= Group Material =

Group Material was a group of conceptual artists and an exhibition space, active from 1979 to 1996, which included Jenny Holzer, Julie Ault, Barbara Kruger, Louise Lawler, Félix González-Torres, Hans Haacke, and others as members and participants.

The group operated a gallery space on the Lower East Side of Manhattan, where exhibitions such as 1981's The People's Choice (Arroz con Mango) took place. The People's Choice consisted of more than a hundred objects loaned from neighborhood residents, often accompanied by a personal story about the object. Later, the group moved to headquarters on 26th Street in Manhattan and created exhibitions and installations in a number of locations throughout the US and occasionally in Germany.
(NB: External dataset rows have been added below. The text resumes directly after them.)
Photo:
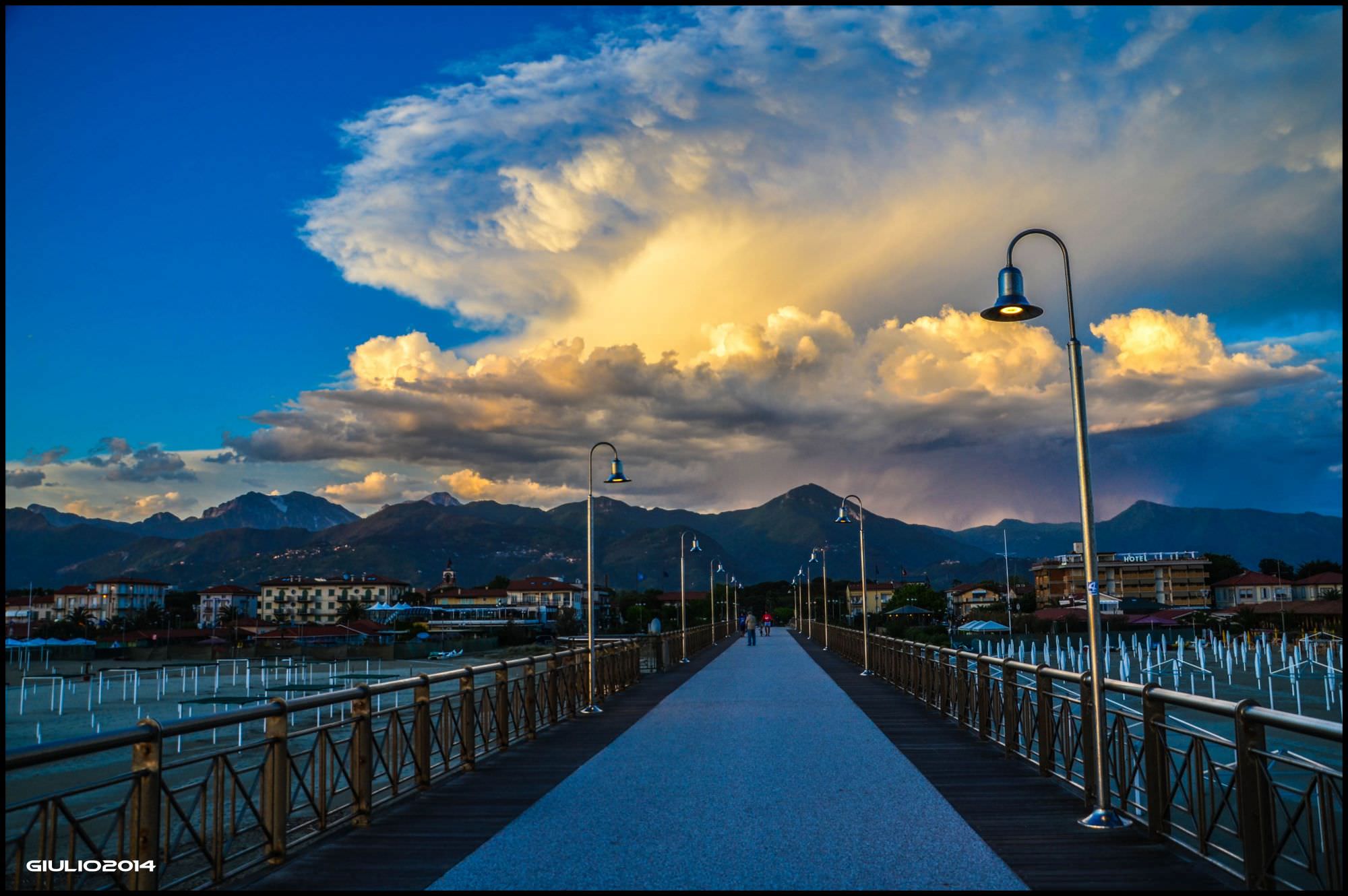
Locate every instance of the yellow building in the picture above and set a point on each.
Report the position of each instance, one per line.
(319, 600)
(1173, 579)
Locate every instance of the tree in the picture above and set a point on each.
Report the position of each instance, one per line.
(1222, 567)
(350, 612)
(1316, 568)
(80, 618)
(917, 595)
(1273, 567)
(567, 622)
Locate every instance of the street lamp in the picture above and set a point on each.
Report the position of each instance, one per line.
(712, 569)
(683, 595)
(824, 564)
(866, 615)
(1013, 307)
(809, 589)
(615, 476)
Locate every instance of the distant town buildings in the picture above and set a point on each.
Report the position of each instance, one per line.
(1257, 588)
(878, 594)
(319, 600)
(1171, 579)
(214, 602)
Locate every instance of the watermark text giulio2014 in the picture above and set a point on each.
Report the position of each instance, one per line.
(68, 867)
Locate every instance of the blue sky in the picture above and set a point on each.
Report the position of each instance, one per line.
(156, 161)
(392, 251)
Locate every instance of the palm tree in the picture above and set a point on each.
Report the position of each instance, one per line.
(350, 612)
(80, 618)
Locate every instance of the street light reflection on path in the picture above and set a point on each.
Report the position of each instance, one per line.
(1013, 307)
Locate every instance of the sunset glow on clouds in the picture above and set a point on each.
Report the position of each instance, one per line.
(750, 247)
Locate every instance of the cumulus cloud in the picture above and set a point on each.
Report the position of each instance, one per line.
(22, 479)
(471, 486)
(729, 164)
(142, 466)
(51, 456)
(377, 488)
(152, 505)
(776, 399)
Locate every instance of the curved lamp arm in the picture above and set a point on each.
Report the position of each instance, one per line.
(1067, 271)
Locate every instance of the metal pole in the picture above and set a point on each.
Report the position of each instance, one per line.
(683, 602)
(1103, 817)
(711, 595)
(590, 577)
(824, 554)
(1006, 558)
(866, 616)
(809, 598)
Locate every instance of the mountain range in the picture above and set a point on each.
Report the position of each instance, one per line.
(257, 537)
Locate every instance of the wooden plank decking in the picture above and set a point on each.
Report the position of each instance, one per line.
(412, 844)
(1028, 820)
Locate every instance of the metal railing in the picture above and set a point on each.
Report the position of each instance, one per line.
(1270, 817)
(323, 761)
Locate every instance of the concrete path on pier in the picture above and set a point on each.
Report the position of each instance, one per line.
(757, 774)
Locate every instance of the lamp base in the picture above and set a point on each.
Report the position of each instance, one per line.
(1105, 820)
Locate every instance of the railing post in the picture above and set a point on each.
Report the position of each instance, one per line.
(502, 709)
(276, 783)
(467, 722)
(362, 759)
(985, 685)
(421, 732)
(1254, 793)
(530, 701)
(146, 765)
(1010, 730)
(1087, 740)
(551, 689)
(1155, 762)
(1044, 717)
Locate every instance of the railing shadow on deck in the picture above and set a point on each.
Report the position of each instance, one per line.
(1270, 817)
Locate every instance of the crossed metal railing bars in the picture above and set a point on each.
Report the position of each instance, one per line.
(1272, 817)
(321, 761)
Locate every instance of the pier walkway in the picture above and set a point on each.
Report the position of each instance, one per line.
(768, 767)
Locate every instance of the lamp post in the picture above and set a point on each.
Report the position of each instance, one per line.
(615, 476)
(712, 569)
(683, 596)
(809, 591)
(824, 565)
(866, 615)
(1012, 307)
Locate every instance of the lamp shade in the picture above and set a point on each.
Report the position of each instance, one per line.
(1012, 304)
(618, 476)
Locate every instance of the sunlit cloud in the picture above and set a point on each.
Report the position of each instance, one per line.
(470, 486)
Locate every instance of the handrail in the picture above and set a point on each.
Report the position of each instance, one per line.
(1270, 817)
(224, 806)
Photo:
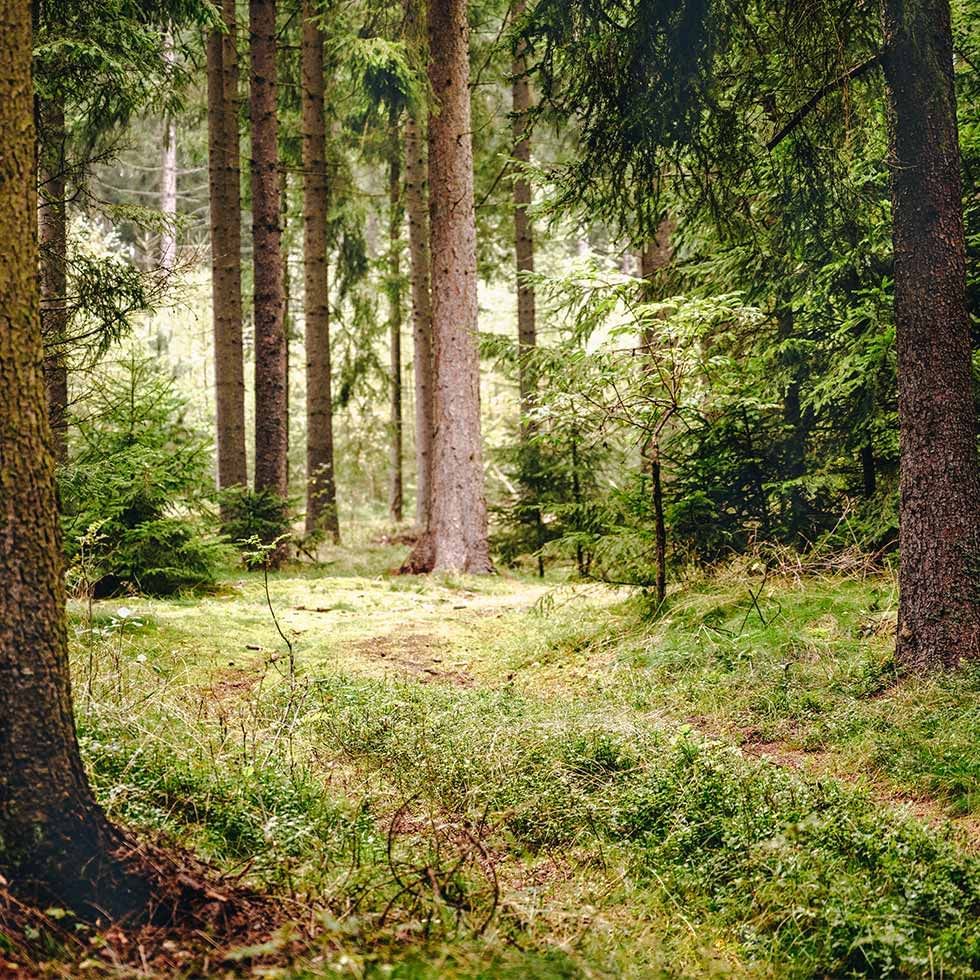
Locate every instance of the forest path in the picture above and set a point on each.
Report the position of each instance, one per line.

Group Material participated in the 1985 Whitney Biennial with their show Americana, which included appliances and pop music alongside historical artworks.

Group Material also had an active program of exhibitions/installations hosted by other institutions. Notably, from September 1988 through January 1989, Group Material organized a series of four installations with accompanying "town meetings" at the Dia Art Foundation in New York, NY. The series of installations was entitled Democracy with the four sub-themes of Education, Politics and Election, Cultural Participation and AIDS and Democracy: A Case Study. Each of the town meetings consisted of a presentation of information on that particular installation followed by an open forum where visitors participated in discussions of relevant questions posed by Group Material.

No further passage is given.